One of the powerful features of MongoDB Atlas is the ability to combine vector search with traditional text search, creating a hybrid search solution. This allows us to leverage both semantic understanding and keyword matching for more comprehensive search results. In this exercise, we'll implement a hybrid search pipeline and then experiment with different weightings.
Creating a Basic Hybrid Search Pipeline
Let's start by creating a basic hybrid search pipeline that combines vector search on book synopses with text search on titles and author names:
[
{
$vectorSearch: {
queryVector: vector, // Assume this is already defined
path: "embeddings",
numCandidates: 100,
index: "books_synopsis_vector",
limit: 20
}
},
{
$search: {
index: "books_text_index",
compound: {
should: [
{
text: {
query: searchQuery, // Assume this is already defined
path: "title",
score: { boost: { value: 3 } }
}
},
{
text: {
query: searchQuery,
path: "authors.name",
score: { boost: { value: 2 } }
}
}
]
}
}
},
{
$addFields: {
vector_score: { $meta: "vectorSearchScore" },
text_score: { $meta: "searchScore" }
}
},
{
$addFields: {
combined_score: {
$add: [
{ $multiply: ["$vector_score", 0.5] },
{ $multiply: ["$text_score", 0.5] }
]
}
}
},
{ $sort: { combined_score: -1 } },
{ $limit: 10 }
]
Add this aggregation pipeline to your code in server/src/controllers/books.ts
inside the searchBooks
method.
Experimenting with Score Weighting
Now that we have a basic hybrid search implemented, let's experiment with different weightings for the vector and text scores.
- Try adjusting the weights in the
combined_score
calculation. For example:
combined_score: {
$add: [
{ $multiply: ["$vector_score", 0.7] },
{ $multiply: ["$text_score", 0.3] }
]
}
This gives more weight to the vector search results.

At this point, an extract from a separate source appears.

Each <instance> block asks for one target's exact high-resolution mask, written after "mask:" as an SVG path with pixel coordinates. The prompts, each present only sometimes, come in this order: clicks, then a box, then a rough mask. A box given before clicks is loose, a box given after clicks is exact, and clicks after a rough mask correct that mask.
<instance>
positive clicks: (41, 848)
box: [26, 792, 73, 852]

- Test the search with different queries and observe how the results change with different weightings.
- Experiment with the
boost
values in the text search stage. Try increasing the boost for the title or author name and see how it affects the results.
Adding Pre-filtering
To further refine our hybrid search, let's add pre-filtering capabilities. We'll filter books by their publication year before performing the vector search.

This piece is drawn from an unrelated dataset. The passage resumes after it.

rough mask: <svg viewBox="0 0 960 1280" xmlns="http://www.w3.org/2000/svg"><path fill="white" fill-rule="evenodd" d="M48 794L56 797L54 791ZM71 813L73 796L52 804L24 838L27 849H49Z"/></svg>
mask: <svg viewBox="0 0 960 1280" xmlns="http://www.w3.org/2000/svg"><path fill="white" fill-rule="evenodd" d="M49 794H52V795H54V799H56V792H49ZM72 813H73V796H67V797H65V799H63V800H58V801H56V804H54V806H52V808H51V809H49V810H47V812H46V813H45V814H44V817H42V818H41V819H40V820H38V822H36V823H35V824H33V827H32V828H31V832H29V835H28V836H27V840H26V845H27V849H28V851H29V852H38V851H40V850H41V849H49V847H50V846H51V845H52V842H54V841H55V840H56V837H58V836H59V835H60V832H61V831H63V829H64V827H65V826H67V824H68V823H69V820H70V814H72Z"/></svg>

Modify your vector search stage to include a filter:
{
$vectorSearch: {
queryVector: vector,
path: "embeddings",
numCandidates: 100,
index: "books_synopsis_vector",
limit: 20,
filter: { year: { $gte: 2000 } } // Only books published from 2000 onwards
}
}
Remember to update your vector index to support filtering on the year
field, similar to what you did in the pre-filtering exercise:
{
"fields": [
{
"type": "vector",
"path": "embeddings",
"numDimensions": 1536,
"similarity": "cosine"
},
{
"type": "filter",
"path": "year"
}
]
}
Exercise Tasks
- Implement the basic hybrid search pipeline in your application.

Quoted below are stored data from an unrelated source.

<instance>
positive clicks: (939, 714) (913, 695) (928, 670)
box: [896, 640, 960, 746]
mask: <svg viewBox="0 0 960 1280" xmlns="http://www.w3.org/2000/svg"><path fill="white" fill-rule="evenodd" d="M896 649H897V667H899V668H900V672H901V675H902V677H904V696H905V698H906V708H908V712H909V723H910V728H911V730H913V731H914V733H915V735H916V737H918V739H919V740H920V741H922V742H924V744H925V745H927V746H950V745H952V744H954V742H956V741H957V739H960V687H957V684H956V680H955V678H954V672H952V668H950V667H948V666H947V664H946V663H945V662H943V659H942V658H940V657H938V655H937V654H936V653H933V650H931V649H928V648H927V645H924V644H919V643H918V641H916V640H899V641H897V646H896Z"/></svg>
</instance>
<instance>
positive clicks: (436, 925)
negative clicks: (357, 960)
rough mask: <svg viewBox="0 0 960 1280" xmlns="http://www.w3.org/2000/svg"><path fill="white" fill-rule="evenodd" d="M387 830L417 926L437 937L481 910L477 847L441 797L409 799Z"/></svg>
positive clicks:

- Experiment with at least three different weight combinations for vector and text scores. Document how the results change.
- Add pre-filtering to your hybrid search to only include books published in the last 20 years.
- Create a function that allows users to specify the importance of title matches vs. content similarity, and adjust the weights accordingly.
- Test your hybrid search with various queries and compare the results to those from pure vector search and pure text search.
Completing this exercise, you'll gain hands-on experience in implementing and fine-tuning a hybrid search solution, combining the strengths of both vector and text search capabilities in MongoDB Atlas.